Lucie avait garé son véhicule rue Lamarck, près d’une bouche de métro dont les marches s’enfonçaient en spirale sous le sol. De petites brasseries et des bars encore ouverts absorbaient de rares promeneurs. L’air était lourd, poisseux. Une atmosphère de fin d’été, saturée d’humidité comme si l’orage allait éclater à la minute.

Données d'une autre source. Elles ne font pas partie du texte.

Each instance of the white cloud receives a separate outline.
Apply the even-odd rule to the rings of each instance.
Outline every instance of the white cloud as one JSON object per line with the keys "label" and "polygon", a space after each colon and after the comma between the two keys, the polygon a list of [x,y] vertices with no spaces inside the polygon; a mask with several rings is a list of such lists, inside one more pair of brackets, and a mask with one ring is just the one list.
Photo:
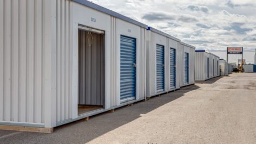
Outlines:
{"label": "white cloud", "polygon": [[256,46],[254,0],[93,0],[198,48]]}

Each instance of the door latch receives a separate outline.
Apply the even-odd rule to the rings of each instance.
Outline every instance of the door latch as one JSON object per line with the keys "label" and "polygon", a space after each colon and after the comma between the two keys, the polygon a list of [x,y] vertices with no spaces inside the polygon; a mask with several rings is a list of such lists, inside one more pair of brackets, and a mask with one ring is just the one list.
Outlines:
{"label": "door latch", "polygon": [[136,65],[136,63],[133,63],[133,67],[136,67],[137,65]]}

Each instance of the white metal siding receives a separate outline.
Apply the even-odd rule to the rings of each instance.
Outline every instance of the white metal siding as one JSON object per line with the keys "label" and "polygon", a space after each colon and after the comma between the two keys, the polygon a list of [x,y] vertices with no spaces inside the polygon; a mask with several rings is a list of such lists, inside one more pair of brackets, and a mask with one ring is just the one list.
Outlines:
{"label": "white metal siding", "polygon": [[164,47],[164,92],[170,89],[170,48],[176,50],[176,87],[180,87],[179,42],[151,30],[147,32],[147,96],[157,95],[156,92],[156,45]]}
{"label": "white metal siding", "polygon": [[[72,117],[72,23],[71,2],[69,0],[54,0],[52,4],[56,7],[53,22],[54,28],[52,48],[53,79],[56,85],[56,122]],[[77,34],[78,35],[78,34]]]}
{"label": "white metal siding", "polygon": [[117,91],[117,61],[115,60],[117,59],[117,46],[115,41],[115,40],[117,39],[116,34],[116,18],[111,17],[111,57],[110,57],[111,60],[111,106],[117,105],[117,99],[118,99],[118,92]]}
{"label": "white metal siding", "polygon": [[45,121],[46,3],[0,1],[1,121]]}
{"label": "white metal siding", "polygon": [[52,107],[70,117],[71,3],[0,1],[0,121],[51,127]]}

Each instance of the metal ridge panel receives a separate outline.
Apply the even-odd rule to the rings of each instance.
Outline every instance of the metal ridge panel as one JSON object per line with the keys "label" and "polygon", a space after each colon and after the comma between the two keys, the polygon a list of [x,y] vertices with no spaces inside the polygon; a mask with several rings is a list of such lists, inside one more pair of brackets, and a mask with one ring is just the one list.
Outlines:
{"label": "metal ridge panel", "polygon": [[189,47],[191,47],[191,48],[196,48],[196,47],[192,46],[192,45],[190,45],[189,44],[187,44],[187,43],[186,43],[184,42],[180,42],[180,44],[182,45],[184,45],[184,46],[188,46]]}
{"label": "metal ridge panel", "polygon": [[155,28],[153,28],[153,27],[148,27],[148,29],[147,29],[147,30],[151,30],[151,31],[152,31],[152,32],[155,32],[155,33],[157,33],[157,34],[161,34],[161,35],[163,35],[163,36],[166,36],[166,37],[168,37],[168,38],[170,38],[170,39],[173,39],[173,40],[174,40],[177,41],[178,41],[178,42],[180,42],[180,41],[181,41],[181,40],[180,40],[180,39],[177,39],[177,38],[176,38],[176,37],[174,37],[174,36],[172,36],[172,35],[170,35],[167,34],[166,34],[166,33],[164,33],[164,32],[162,32],[162,31],[160,31],[160,30],[157,30],[157,29],[155,29]]}
{"label": "metal ridge panel", "polygon": [[211,55],[214,55],[214,57],[217,57],[217,58],[218,58],[220,59],[220,57],[218,57],[218,55],[216,55],[216,54],[213,54],[213,53],[211,53],[211,52],[209,52],[209,51],[205,51],[205,50],[196,50],[195,52],[205,52],[205,53],[209,53],[209,54],[211,54]]}
{"label": "metal ridge panel", "polygon": [[196,52],[206,52],[205,50],[196,50],[194,51]]}
{"label": "metal ridge panel", "polygon": [[86,7],[88,7],[89,8],[91,8],[92,9],[95,9],[95,10],[98,10],[99,11],[101,11],[102,12],[108,14],[108,15],[111,15],[113,17],[118,18],[121,19],[122,20],[129,22],[131,23],[132,24],[136,24],[137,26],[140,26],[141,27],[144,28],[145,29],[148,28],[148,26],[144,24],[144,23],[142,23],[141,22],[138,22],[138,21],[136,21],[133,19],[129,18],[127,16],[125,16],[124,15],[123,15],[121,14],[117,13],[117,12],[111,10],[109,9],[108,9],[105,8],[104,7],[102,7],[101,6],[100,6],[97,4],[96,4],[95,3],[93,3],[92,2],[88,1],[87,0],[73,0],[73,1],[75,2],[77,2],[78,3],[80,3],[81,4],[82,4],[83,5],[85,5]]}

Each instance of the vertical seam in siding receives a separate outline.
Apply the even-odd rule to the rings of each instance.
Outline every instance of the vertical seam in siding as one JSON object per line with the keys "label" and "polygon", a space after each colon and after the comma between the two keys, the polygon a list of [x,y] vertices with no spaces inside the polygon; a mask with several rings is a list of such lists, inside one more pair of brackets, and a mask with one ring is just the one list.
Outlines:
{"label": "vertical seam in siding", "polygon": [[4,53],[5,53],[5,39],[6,39],[6,37],[5,36],[4,34],[5,34],[5,1],[3,1],[3,120],[4,121],[5,120],[5,109],[4,109],[4,107],[5,107],[5,103],[4,103],[4,101],[5,101],[5,95],[4,95],[4,93],[5,93],[5,83],[4,83],[4,78],[5,78],[5,70],[4,70],[4,67],[5,67],[5,60],[4,59],[5,59],[5,57],[4,55]]}
{"label": "vertical seam in siding", "polygon": [[42,52],[42,57],[41,57],[41,71],[42,72],[43,72],[44,73],[42,74],[42,76],[41,76],[41,79],[42,80],[42,85],[41,85],[41,89],[42,89],[42,94],[41,94],[41,101],[42,101],[42,104],[41,104],[41,115],[42,115],[42,117],[41,117],[41,122],[42,123],[44,123],[44,122],[45,121],[45,116],[44,116],[44,114],[45,114],[45,105],[44,104],[45,104],[45,66],[44,66],[44,64],[45,64],[45,62],[44,61],[44,60],[45,60],[44,59],[44,56],[45,56],[45,50],[44,50],[44,47],[45,47],[45,32],[44,32],[44,29],[45,29],[45,28],[44,27],[45,26],[45,15],[44,14],[44,12],[45,12],[45,1],[41,1],[41,5],[42,5],[42,8],[41,8],[41,15],[42,15],[42,46],[41,46],[41,52]]}
{"label": "vertical seam in siding", "polygon": [[37,14],[37,11],[36,11],[36,1],[34,1],[34,3],[33,3],[33,7],[34,7],[34,9],[33,9],[33,10],[34,10],[34,21],[33,21],[33,28],[34,28],[34,30],[33,30],[33,33],[34,33],[34,42],[33,42],[33,46],[34,47],[33,48],[34,49],[34,51],[33,51],[33,60],[34,60],[34,62],[33,64],[33,103],[34,103],[34,104],[33,104],[33,122],[35,122],[35,117],[36,116],[36,107],[35,106],[35,104],[36,104],[36,100],[37,100],[36,99],[36,96],[35,96],[35,90],[36,90],[36,86],[35,85],[37,84],[36,83],[35,83],[35,62],[36,62],[36,58],[35,58],[35,54],[36,54],[36,48],[35,48],[36,47],[36,42],[37,42],[37,40],[36,40],[36,38],[37,38],[37,35],[36,35],[36,31],[35,31],[35,28],[36,27],[36,26],[35,25],[35,24],[36,23],[36,18],[35,18],[36,17],[36,14]]}
{"label": "vertical seam in siding", "polygon": [[[20,1],[18,1],[18,18],[19,18],[19,20],[18,20],[18,24],[19,25],[20,25],[21,24],[21,16],[20,15]],[[21,26],[19,26],[19,28],[21,28]],[[21,32],[20,32],[20,29],[18,29],[18,36],[19,37],[21,37]],[[20,49],[21,49],[21,39],[20,39],[20,37],[18,37],[18,60],[20,60]],[[17,121],[19,121],[19,120],[20,120],[20,115],[19,115],[19,109],[20,109],[20,85],[19,84],[20,84],[20,65],[19,64],[19,62],[18,61],[18,72],[19,72],[19,73],[18,73],[18,84],[17,84],[17,86],[18,86],[18,102],[17,103],[17,111],[18,112],[17,114]]]}
{"label": "vertical seam in siding", "polygon": [[10,105],[9,105],[9,108],[10,108],[10,121],[13,121],[13,109],[12,109],[12,105],[13,105],[13,87],[11,86],[13,85],[13,60],[12,60],[12,59],[13,59],[13,57],[12,57],[12,54],[13,54],[13,35],[12,35],[12,33],[13,33],[13,28],[12,28],[12,26],[13,26],[13,23],[12,23],[12,20],[13,20],[13,1],[11,1],[10,2],[10,6],[11,6],[11,8],[10,9],[10,16],[11,16],[11,17],[10,17]]}

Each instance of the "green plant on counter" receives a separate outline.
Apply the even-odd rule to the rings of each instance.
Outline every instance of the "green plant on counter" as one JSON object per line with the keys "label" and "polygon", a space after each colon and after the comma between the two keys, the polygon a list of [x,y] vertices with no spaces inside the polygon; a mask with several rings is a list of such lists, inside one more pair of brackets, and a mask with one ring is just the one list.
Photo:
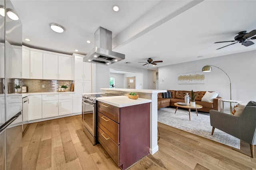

Dans cette moiteur, le quartier ressemblait à une forteresse, à un îlot protégé par la brume loin du tumulte des Champs-Élysées ou de la place de la Bastille.
Afin d’obtenir l’adresse de celui qui avait organisé le vol de Cro-Magnon, Lucie avait simplement appelé les renseignements. Il existait dans la capitale et aux alentours trois personnes possédant cette identité, mais le nom de la rue où vivait l’une d’elle ne laissait pas place au doute.
Rue Darwin.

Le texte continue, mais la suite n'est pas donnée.